Susan is also a five-time Emmy nominee for her work in children's television and a Writers Guild Award winner for best documentary. She wrote the stage adaptation of Amy Tan's The Joy Luck Club, teaches writing at Goddard College, and is a blogger for the Huffington Post. When she was growing up, her family moved a lot, and the combination of being a) shy, b) the constant new kid, and c) the only Asian meant she was often picked on. In Guardians, she explores her thoughts and feelings about not just bullies but how others deal with them . . . and learn to stand up for themselves.

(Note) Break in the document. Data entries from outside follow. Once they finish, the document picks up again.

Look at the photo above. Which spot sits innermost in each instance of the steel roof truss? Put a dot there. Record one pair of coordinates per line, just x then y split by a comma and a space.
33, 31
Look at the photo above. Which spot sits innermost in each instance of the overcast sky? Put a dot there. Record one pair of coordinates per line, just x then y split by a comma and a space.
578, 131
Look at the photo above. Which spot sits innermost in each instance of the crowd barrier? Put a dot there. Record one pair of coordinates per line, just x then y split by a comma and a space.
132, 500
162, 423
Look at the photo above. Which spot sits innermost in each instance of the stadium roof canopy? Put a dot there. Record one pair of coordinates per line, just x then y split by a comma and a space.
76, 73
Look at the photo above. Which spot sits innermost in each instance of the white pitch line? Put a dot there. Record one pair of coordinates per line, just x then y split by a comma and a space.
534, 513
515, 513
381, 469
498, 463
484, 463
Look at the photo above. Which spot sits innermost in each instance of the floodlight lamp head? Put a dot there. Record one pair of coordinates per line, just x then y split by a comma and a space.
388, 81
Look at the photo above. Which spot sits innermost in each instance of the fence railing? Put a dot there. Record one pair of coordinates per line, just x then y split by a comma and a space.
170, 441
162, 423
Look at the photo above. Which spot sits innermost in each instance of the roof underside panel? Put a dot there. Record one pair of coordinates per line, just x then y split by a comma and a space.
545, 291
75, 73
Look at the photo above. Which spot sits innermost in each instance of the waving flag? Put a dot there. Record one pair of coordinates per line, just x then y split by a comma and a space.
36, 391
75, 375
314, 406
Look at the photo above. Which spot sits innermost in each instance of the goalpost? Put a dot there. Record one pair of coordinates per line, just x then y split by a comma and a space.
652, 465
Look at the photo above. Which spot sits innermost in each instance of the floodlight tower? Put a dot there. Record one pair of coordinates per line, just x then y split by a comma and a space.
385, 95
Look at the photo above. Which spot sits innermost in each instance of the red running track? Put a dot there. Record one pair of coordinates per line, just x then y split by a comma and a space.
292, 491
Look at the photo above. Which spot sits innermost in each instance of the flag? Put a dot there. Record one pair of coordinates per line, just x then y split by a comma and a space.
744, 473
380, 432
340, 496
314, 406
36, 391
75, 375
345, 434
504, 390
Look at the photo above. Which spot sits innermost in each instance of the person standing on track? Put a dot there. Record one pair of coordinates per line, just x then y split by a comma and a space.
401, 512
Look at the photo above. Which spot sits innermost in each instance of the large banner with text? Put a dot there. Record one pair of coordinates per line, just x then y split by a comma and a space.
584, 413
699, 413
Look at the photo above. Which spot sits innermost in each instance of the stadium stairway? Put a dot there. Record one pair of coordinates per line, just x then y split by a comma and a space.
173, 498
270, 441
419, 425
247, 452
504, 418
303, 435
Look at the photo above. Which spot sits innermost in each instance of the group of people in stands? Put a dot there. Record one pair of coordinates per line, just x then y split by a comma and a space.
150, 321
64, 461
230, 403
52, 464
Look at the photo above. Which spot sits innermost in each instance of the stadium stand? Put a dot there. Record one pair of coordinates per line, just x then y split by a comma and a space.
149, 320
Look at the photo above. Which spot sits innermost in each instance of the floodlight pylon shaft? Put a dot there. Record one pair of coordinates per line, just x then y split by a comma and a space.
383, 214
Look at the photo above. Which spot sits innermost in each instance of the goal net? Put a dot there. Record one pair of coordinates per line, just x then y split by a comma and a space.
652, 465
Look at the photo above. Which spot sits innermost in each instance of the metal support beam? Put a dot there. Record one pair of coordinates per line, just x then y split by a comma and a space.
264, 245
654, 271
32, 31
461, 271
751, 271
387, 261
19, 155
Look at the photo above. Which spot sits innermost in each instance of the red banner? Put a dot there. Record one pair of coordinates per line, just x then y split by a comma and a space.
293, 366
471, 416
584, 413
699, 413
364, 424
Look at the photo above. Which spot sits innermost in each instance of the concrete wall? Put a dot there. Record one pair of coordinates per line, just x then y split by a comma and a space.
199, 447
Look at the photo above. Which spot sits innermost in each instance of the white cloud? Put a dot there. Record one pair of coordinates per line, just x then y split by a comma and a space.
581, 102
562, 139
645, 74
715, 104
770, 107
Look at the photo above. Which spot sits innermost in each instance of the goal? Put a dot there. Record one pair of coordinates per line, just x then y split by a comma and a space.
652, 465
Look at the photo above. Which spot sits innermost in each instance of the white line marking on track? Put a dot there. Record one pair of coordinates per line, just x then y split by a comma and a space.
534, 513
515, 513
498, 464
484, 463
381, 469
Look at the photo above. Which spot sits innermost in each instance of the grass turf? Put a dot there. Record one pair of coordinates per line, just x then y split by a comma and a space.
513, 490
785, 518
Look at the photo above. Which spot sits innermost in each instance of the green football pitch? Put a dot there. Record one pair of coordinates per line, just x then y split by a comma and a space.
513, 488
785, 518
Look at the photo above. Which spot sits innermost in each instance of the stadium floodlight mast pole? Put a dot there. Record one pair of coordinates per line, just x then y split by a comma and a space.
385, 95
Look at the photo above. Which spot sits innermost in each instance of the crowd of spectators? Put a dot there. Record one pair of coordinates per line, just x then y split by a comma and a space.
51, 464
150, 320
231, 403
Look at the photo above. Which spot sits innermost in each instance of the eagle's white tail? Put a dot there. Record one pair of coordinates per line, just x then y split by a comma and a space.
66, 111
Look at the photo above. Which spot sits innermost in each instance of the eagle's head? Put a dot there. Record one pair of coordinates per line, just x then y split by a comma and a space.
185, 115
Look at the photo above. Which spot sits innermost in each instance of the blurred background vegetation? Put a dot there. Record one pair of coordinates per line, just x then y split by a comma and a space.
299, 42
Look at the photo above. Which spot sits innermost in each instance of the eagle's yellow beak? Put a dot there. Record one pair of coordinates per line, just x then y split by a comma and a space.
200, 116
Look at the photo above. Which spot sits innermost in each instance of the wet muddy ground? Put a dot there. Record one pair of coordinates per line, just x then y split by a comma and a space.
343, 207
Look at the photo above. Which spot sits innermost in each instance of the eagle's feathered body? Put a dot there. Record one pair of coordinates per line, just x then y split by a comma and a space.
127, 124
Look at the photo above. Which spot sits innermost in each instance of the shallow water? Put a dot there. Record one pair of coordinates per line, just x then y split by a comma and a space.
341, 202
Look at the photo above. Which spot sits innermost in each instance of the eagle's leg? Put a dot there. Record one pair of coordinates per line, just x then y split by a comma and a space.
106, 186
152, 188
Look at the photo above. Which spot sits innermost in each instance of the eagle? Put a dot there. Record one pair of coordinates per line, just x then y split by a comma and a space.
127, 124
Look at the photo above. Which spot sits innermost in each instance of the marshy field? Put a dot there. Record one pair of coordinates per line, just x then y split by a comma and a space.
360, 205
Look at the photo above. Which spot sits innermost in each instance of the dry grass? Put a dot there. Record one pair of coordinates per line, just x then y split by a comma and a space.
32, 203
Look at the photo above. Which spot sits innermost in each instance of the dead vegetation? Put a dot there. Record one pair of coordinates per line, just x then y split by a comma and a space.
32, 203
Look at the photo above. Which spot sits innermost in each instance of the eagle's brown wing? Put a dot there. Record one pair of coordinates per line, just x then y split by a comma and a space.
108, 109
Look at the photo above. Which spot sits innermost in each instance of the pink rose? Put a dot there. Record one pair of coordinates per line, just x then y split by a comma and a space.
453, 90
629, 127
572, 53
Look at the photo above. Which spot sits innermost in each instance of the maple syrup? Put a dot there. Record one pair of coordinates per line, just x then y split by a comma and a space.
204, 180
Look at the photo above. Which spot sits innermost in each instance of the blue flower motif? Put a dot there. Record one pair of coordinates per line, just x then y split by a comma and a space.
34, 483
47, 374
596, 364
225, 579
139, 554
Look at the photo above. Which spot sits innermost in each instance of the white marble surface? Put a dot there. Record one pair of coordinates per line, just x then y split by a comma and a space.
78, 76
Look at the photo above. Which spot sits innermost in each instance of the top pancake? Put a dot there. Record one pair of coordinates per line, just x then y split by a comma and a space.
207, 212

Laurence has also written the novels The Cutting RoomThe Shooting Script, and the Edgar Award-winning Mrs. White and a short-story collection, The Family Unit and Other Fantasies. He received two Drama Desk nominations for the book and lyrics to Bed and Sofa, a musical produced by New York's Vineyard Theatre. Laurence was the baby in his family, the youngest of four brothers; even his twin brother was two minutes older. He learned that having little expected of you can be a source of power. So does Esther in Guardians: she has to finally accept being a leader of people before it's too late. She is sixteen, after all.


Let's start by saying--I was very surprised by this book. I wasn't sure it was my cup of tea when I first read the blurb. Mostly, because it sounded so depressing at sad to read about a world that no one made it past the ripe old age of nineteen. That in it's self is horrible upsetting---but I was intrigued none the less to learn why this occurred and if it could be prevented or stopped. So, I read on. And I was actually very much in engrossed in the story that it became a fast read, that had me needing to know more by the end of book one. Since, we don't share spoilers because where's the fun in that, I will tell you that by the end of book one--hope remains. There might be away to save themselves and the lives of those around them. With that, I was anxious for book two.